Thursday, May 4, 2017

NEXT DOOR NEIGHBOR

In 1965, about a week after our youngest daughter was born, Polly and I moved our burgeoning clan to a beautiful six bedroom home in the Sherwood Forest section of Detroit.

I was a Circuit Court Judge at the time, and by no stretch of financial legerdemain was I qualified to make such a purchase, but with the aid of cousin Leo at the Savings and Loan and Gertrude Harwin, who desperately wanted to sell the property, we swung the deal.

It was a lovely home, and perfect for a family of our size. Among its many benefits was the fact that our next door neighbor was a man named Arthur J. Lacy.

He was known by all as Judge Lacy, despite the fact that his judicial career  as the first and only Judge of the Wayne County Court of Domestic Relations, lasted only eight months until the Supreme Court declared it unconstitutional in 1913.

The Judge was a kindly, pleasant man, born in 1876. By 1965, when I met him, he was well into a ninety-nine year lifespan. As a young man, he had been elected Mayor of Clare, and subsequently was the Democratic nominee for Governor in 1934.

Despite his loyalty to the Democratic Party, the Judge took great exception to Franklin D. Roosevelt’s third and fourth terms. In fact, he purchased radio time to broadcast speeches opposing FDR in 1940 and 1944.

To me, the old Judge was a father figure. As a young Circuit Judge, I had a way of generating controversy which spilled into the newspapers. I found the Judge to be a steady, wise and sympathetic counselor. His comment: “There is nothing older than yesterday’s newspaper.”

In his last years, the Judge donated his personal papers to the Bentley Historical Collection at the University of Michigan. The index reveals his broad circle of friends and acquaintances as well as his life long interest in public affairs.

I am specially in his debt. On the upper shelf of my cozy new East Lansing den there is a set of twelve volumes entitled simply, “America.” Published in 1925, by the Americanization Department of the Veterans of Foreign Wars, the books are a compendium of letters, speeches and essays, described as a library of original sources. It was a gift from Judge Lacy shortly before he moved to a retirement home.

A bonanza to a history buff, every page of those books yields insights into the history of our nation that can’t be found elsewhere, even with the help of Google.

For example: this evening, out of curiosity, I pulled down the volume that covers 1783 to 1803 and opened it to a page about the Northwest Ordinance.

Few Americans have ever read the Northwest Ordinance, and fewer still appreciate its importance in the history of our nation.

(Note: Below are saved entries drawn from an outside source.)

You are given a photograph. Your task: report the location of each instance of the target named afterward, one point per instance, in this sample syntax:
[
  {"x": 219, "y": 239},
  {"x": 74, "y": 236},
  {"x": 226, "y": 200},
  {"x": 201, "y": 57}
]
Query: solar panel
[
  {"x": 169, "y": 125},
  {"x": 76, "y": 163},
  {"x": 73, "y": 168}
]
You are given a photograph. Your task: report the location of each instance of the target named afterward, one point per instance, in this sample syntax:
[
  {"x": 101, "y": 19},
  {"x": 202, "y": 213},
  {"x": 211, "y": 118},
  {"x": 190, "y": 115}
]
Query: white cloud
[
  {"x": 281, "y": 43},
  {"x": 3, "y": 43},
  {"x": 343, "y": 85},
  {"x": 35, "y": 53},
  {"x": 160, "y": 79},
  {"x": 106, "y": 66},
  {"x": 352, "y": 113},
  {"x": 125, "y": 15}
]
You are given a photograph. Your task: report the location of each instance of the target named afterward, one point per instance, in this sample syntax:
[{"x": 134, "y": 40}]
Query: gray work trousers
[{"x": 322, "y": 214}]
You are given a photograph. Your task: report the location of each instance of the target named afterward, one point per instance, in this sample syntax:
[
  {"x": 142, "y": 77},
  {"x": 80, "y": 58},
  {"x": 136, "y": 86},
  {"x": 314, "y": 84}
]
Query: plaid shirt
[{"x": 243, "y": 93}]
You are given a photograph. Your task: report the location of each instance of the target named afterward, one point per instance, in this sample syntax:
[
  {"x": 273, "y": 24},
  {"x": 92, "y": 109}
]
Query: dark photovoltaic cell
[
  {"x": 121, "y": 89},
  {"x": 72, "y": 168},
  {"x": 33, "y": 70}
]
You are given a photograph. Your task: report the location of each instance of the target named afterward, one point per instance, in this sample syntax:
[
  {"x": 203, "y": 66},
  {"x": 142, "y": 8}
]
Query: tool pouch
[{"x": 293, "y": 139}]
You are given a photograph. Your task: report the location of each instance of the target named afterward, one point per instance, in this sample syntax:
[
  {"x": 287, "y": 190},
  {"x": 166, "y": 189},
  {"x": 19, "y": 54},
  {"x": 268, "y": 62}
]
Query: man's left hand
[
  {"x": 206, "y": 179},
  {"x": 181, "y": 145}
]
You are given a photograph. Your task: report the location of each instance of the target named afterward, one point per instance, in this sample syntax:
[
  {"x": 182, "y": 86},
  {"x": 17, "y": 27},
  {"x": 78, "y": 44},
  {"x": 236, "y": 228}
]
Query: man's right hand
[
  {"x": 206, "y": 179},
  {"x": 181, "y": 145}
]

Adopted by the Continental Congress during the fading days of the Articles of Confederation, the Northwest Ordinance was a blueprint for the expansion of the United States from a timorous thread of thirteen coastal colonies to the bold nation that reaches from sea to shining sea. 

It established our use of the common law, protected the right to own private property, abolished slavery in the Midwest, and provided for the creation of independent states chartered and governed with the consent of the people.

Along with the Declaration of Independence and the United States Constitution, the Northwest Ordinance deserves to be enshrined as a founding document of our nation.

But interestingly, it was not the work of Thomas Jefferson, Alexander Hamilton or James Madison. Or any of the other Founding Fathers who are celebrated throughout the land by the naming of cities, streets, schools and Universities.

No indeed, the Northwest Ordinance was written by a lawyer from Massachusetts named Nathan Dane. Perhaps you never heard of him. I hadn’t until I opened Judge Lacy’s book.

There I discover that Mr. Dane not only wrote the Northwest Ordinance, he also wrote an eight volume treatise called “A General Abridgement of American Law” which became the sine qua non of reference for lawyers throughout the country. It was so successful that Dane donated the profits to establish a law school at Harvard University.

1 comment:

  1. Clearly, Judge Lacy is still helping you learn. Nice blog, Judge.